The gut microbiome has major roles in modulating host physiology. One such function is colonization resistance, or the ability of the microbial collective to protect the host against enteric pathogens^1,2,3, including enterohaemorrhagic Escherichia coli (EHEC) serotype O157:H7, an attaching and effacing (AE) food-borne pathogen that causes severe gastroenteritis, enterocolitis, bloody diarrhea and acute renal failure^4,5 (haemolytic uremic syndrome). Although gut microorganisms can provide colonization resistance by outcompeting some pathogens or modulating host defence provided by the gut barrier and intestinal immune cells^6,7, this phenomenon remains poorly understood. Here, we show that activation of the neurotransmitter receptor dopamine receptor D2 (DRD2) in the intestinal epithelium by gut microbial metabolites produced upon dietary supplementation with the essential amino acid l-tryptophan protects the host against Citrobacter rodentium, a mouse AE pathogen that is widely used as a model for EHEC infection^8,9. We further find that DRD2 activation by these tryptophan-derived metabolites decreases expression of a host actin regulatory protein involved in C. rodentium and EHEC attachment to the gut epithelium via formation of actin pedestals. Our results reveal a noncanonical colonization resistance pathway against AE pathogens that features an unconventional role for DRD2 outside the nervous system in controlling actin cytoskeletal organization in the gut epithelium. Our findings may inspire prophylactic and therapeutic approaches targeting DRD2 with dietary or pharmacological interventions to improve gut health and treat gastrointestinal infections, which afflict millions globally.

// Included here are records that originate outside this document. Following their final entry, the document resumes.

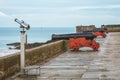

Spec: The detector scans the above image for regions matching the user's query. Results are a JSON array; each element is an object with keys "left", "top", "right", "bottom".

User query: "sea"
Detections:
[{"left": 0, "top": 27, "right": 76, "bottom": 57}]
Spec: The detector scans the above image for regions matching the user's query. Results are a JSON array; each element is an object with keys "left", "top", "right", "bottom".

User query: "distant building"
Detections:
[
  {"left": 76, "top": 25, "right": 95, "bottom": 33},
  {"left": 101, "top": 24, "right": 120, "bottom": 32}
]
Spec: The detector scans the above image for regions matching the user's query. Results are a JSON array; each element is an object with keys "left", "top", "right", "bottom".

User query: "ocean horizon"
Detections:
[{"left": 0, "top": 27, "right": 75, "bottom": 56}]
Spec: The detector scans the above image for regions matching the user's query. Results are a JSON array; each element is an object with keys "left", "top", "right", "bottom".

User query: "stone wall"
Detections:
[
  {"left": 0, "top": 40, "right": 68, "bottom": 80},
  {"left": 76, "top": 25, "right": 95, "bottom": 33},
  {"left": 101, "top": 24, "right": 120, "bottom": 32}
]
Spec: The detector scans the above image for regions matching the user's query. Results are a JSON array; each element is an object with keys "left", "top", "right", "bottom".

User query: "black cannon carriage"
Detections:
[{"left": 52, "top": 33, "right": 96, "bottom": 40}]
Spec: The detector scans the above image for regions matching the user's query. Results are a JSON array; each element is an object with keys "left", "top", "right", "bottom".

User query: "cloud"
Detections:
[
  {"left": 0, "top": 12, "right": 7, "bottom": 17},
  {"left": 69, "top": 5, "right": 120, "bottom": 10}
]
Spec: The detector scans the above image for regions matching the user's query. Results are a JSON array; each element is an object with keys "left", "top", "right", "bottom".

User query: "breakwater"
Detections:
[{"left": 0, "top": 40, "right": 68, "bottom": 80}]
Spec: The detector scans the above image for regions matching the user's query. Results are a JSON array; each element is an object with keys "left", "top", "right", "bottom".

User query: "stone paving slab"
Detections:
[{"left": 10, "top": 32, "right": 120, "bottom": 80}]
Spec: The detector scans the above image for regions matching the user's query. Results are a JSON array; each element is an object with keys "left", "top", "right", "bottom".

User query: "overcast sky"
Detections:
[{"left": 0, "top": 0, "right": 120, "bottom": 27}]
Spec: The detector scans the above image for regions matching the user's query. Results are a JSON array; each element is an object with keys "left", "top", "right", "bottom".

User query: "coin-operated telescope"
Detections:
[
  {"left": 15, "top": 18, "right": 30, "bottom": 73},
  {"left": 15, "top": 18, "right": 30, "bottom": 30}
]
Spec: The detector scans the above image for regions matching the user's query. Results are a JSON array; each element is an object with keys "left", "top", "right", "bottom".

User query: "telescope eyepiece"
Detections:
[{"left": 15, "top": 18, "right": 30, "bottom": 30}]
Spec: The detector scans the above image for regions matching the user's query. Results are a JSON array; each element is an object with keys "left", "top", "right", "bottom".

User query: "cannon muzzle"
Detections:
[{"left": 52, "top": 33, "right": 96, "bottom": 40}]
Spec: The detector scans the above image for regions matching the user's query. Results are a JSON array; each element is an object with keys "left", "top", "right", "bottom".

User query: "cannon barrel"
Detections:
[
  {"left": 93, "top": 28, "right": 104, "bottom": 32},
  {"left": 52, "top": 33, "right": 96, "bottom": 40}
]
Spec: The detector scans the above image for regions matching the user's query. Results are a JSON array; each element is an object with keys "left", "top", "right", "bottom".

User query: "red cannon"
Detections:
[
  {"left": 52, "top": 33, "right": 100, "bottom": 51},
  {"left": 83, "top": 28, "right": 107, "bottom": 38},
  {"left": 70, "top": 38, "right": 99, "bottom": 51}
]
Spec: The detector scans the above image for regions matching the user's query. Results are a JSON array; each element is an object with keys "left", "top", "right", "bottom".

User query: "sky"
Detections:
[{"left": 0, "top": 0, "right": 120, "bottom": 27}]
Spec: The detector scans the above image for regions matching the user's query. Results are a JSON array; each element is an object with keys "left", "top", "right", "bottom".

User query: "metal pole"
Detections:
[{"left": 20, "top": 29, "right": 25, "bottom": 73}]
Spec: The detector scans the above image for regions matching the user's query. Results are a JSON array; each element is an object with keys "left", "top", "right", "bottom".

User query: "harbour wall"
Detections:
[{"left": 0, "top": 40, "right": 68, "bottom": 80}]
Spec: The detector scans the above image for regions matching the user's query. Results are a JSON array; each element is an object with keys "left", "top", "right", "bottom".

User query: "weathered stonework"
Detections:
[{"left": 0, "top": 40, "right": 68, "bottom": 80}]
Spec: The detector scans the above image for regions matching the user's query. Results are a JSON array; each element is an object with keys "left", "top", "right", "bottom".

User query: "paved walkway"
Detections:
[{"left": 11, "top": 32, "right": 120, "bottom": 80}]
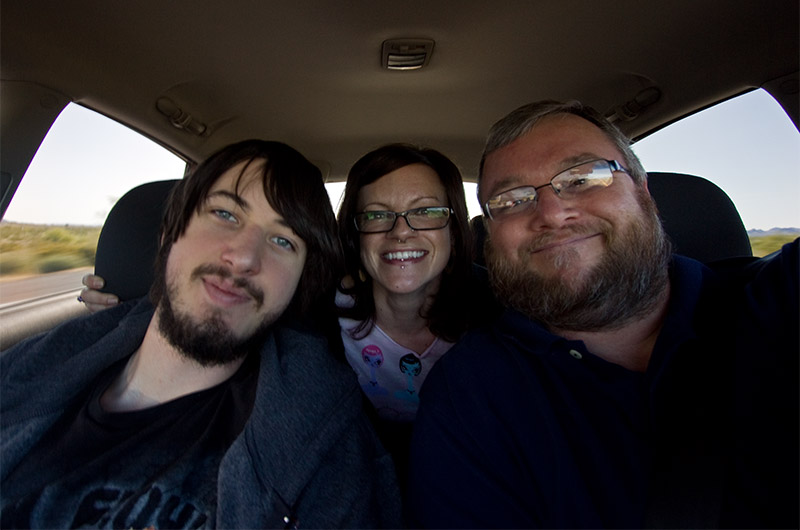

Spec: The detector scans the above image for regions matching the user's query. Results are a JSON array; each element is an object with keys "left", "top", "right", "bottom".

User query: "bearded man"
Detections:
[
  {"left": 0, "top": 140, "right": 400, "bottom": 528},
  {"left": 409, "top": 101, "right": 800, "bottom": 528}
]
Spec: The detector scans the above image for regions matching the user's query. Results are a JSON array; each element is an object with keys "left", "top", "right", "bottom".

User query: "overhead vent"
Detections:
[
  {"left": 156, "top": 97, "right": 208, "bottom": 136},
  {"left": 606, "top": 87, "right": 661, "bottom": 123},
  {"left": 381, "top": 39, "right": 433, "bottom": 70}
]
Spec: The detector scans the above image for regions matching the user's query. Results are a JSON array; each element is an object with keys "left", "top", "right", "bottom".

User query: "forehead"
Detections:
[
  {"left": 481, "top": 114, "right": 621, "bottom": 196},
  {"left": 358, "top": 164, "right": 446, "bottom": 206},
  {"left": 210, "top": 160, "right": 266, "bottom": 196}
]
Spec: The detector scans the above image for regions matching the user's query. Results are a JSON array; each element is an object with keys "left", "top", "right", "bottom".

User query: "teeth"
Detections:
[{"left": 383, "top": 250, "right": 425, "bottom": 261}]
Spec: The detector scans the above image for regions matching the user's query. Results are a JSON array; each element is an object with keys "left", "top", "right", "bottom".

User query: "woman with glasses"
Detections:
[{"left": 337, "top": 144, "right": 492, "bottom": 476}]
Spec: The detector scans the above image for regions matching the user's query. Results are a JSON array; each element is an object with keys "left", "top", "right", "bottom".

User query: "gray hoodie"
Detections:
[{"left": 0, "top": 300, "right": 401, "bottom": 528}]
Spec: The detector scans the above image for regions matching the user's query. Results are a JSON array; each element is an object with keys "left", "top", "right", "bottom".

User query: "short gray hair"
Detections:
[{"left": 478, "top": 100, "right": 647, "bottom": 197}]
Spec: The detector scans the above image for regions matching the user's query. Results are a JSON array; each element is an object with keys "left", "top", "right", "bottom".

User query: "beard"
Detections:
[
  {"left": 486, "top": 189, "right": 672, "bottom": 331},
  {"left": 155, "top": 265, "right": 280, "bottom": 367}
]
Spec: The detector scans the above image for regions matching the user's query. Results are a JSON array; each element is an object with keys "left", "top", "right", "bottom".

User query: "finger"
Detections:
[
  {"left": 80, "top": 287, "right": 119, "bottom": 309},
  {"left": 81, "top": 274, "right": 106, "bottom": 289}
]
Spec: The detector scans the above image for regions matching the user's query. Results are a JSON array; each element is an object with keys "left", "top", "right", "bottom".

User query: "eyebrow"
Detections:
[
  {"left": 206, "top": 190, "right": 302, "bottom": 230},
  {"left": 206, "top": 190, "right": 250, "bottom": 211},
  {"left": 359, "top": 195, "right": 447, "bottom": 211},
  {"left": 488, "top": 152, "right": 605, "bottom": 199}
]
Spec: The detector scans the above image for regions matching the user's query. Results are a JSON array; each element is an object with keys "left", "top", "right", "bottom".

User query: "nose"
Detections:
[
  {"left": 386, "top": 216, "right": 414, "bottom": 239},
  {"left": 222, "top": 226, "right": 265, "bottom": 275}
]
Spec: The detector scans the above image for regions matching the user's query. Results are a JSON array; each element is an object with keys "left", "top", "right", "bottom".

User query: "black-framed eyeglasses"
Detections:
[
  {"left": 355, "top": 206, "right": 453, "bottom": 234},
  {"left": 483, "top": 159, "right": 628, "bottom": 221}
]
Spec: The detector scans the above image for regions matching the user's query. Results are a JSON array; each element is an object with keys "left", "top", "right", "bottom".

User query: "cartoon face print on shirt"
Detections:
[
  {"left": 394, "top": 353, "right": 422, "bottom": 401},
  {"left": 361, "top": 344, "right": 387, "bottom": 394}
]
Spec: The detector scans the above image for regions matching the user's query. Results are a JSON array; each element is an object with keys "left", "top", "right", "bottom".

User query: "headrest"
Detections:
[
  {"left": 94, "top": 180, "right": 178, "bottom": 301},
  {"left": 470, "top": 172, "right": 753, "bottom": 265},
  {"left": 647, "top": 172, "right": 753, "bottom": 263}
]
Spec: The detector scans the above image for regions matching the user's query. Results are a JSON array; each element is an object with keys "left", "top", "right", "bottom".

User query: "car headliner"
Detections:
[{"left": 0, "top": 0, "right": 800, "bottom": 199}]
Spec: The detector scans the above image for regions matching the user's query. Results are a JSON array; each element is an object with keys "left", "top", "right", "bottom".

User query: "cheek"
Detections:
[{"left": 487, "top": 221, "right": 524, "bottom": 259}]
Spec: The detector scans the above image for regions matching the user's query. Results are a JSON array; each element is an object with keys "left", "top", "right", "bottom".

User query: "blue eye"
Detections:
[
  {"left": 270, "top": 236, "right": 295, "bottom": 250},
  {"left": 211, "top": 209, "right": 239, "bottom": 223}
]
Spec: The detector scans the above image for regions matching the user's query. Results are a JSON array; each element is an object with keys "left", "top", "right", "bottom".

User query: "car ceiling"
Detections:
[{"left": 0, "top": 0, "right": 800, "bottom": 188}]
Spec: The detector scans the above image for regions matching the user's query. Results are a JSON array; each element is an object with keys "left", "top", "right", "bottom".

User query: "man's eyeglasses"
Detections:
[
  {"left": 483, "top": 160, "right": 628, "bottom": 221},
  {"left": 355, "top": 206, "right": 453, "bottom": 234}
]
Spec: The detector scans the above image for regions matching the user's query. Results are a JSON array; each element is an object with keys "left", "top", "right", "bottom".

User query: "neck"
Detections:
[
  {"left": 550, "top": 285, "right": 669, "bottom": 372},
  {"left": 374, "top": 282, "right": 436, "bottom": 353},
  {"left": 100, "top": 316, "right": 244, "bottom": 412}
]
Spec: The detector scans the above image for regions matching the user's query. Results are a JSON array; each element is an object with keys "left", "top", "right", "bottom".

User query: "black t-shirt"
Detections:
[{"left": 0, "top": 355, "right": 258, "bottom": 529}]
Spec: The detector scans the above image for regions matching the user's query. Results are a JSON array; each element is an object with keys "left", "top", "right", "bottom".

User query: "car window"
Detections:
[
  {"left": 633, "top": 89, "right": 800, "bottom": 256},
  {"left": 0, "top": 104, "right": 186, "bottom": 305}
]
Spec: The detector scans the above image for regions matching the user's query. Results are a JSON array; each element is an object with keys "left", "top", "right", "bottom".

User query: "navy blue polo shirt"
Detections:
[{"left": 408, "top": 242, "right": 800, "bottom": 528}]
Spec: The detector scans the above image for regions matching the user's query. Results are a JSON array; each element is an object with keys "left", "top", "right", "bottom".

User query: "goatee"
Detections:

肠道微生物组在调节宿主生理学方面发挥着重要作用。其中一个功能是定植抗性，或微生物群体保护宿主免受肠道病原体侵害的能力^1,2,3，包括肠出血性大肠杆菌(EHEC) 血清型 O157:H7，一种附着和消除 (AE) 食源性病原体导致严重胃肠炎、小肠结肠炎、血性腹泻和急性肾功能衰竭^4,5（溶血性尿毒症综合征）。尽管肠道微生物可以通过竞争某些病原体或调节肠道屏障和肠道免疫细胞提供的宿主防御来提供定植抵抗力^6,7，但这种现象仍然知之甚少。在这里，我们发现，通过饮食补充必需氨基酸L-色氨酸产生的肠道微生物代谢物激活肠上皮中的神经递质受体多巴胺受体 D2 (DRD2)，从而保护宿主免受啮齿类柠檬酸杆菌的侵害，这是一种广泛存在的小鼠 AE 病原体。用作肠出血性大肠杆菌感染的模型^8,9。我们进一步发现，这些色氨酸衍生的代谢物激活 DRD2 会降低宿主肌动蛋白调节蛋白的表达，该蛋白参与啮齿类弯曲杆菌和肠出血性大肠杆菌通过肌动蛋白基座的形成与肠上皮的附着。我们的结果揭示了针对 AE 病原体的非常规定植抵抗途径，该途径的特点是 DRD2 在神经系统外控制肠道上皮肌动蛋白细胞骨架组织方面发挥非常规作用。我们的研究结果可能会激发针对 DRD2 的预防和治疗方法，通过饮食或药物干预来改善肠道健康并治疗胃肠道感染，这些感染困扰着全球数百万人。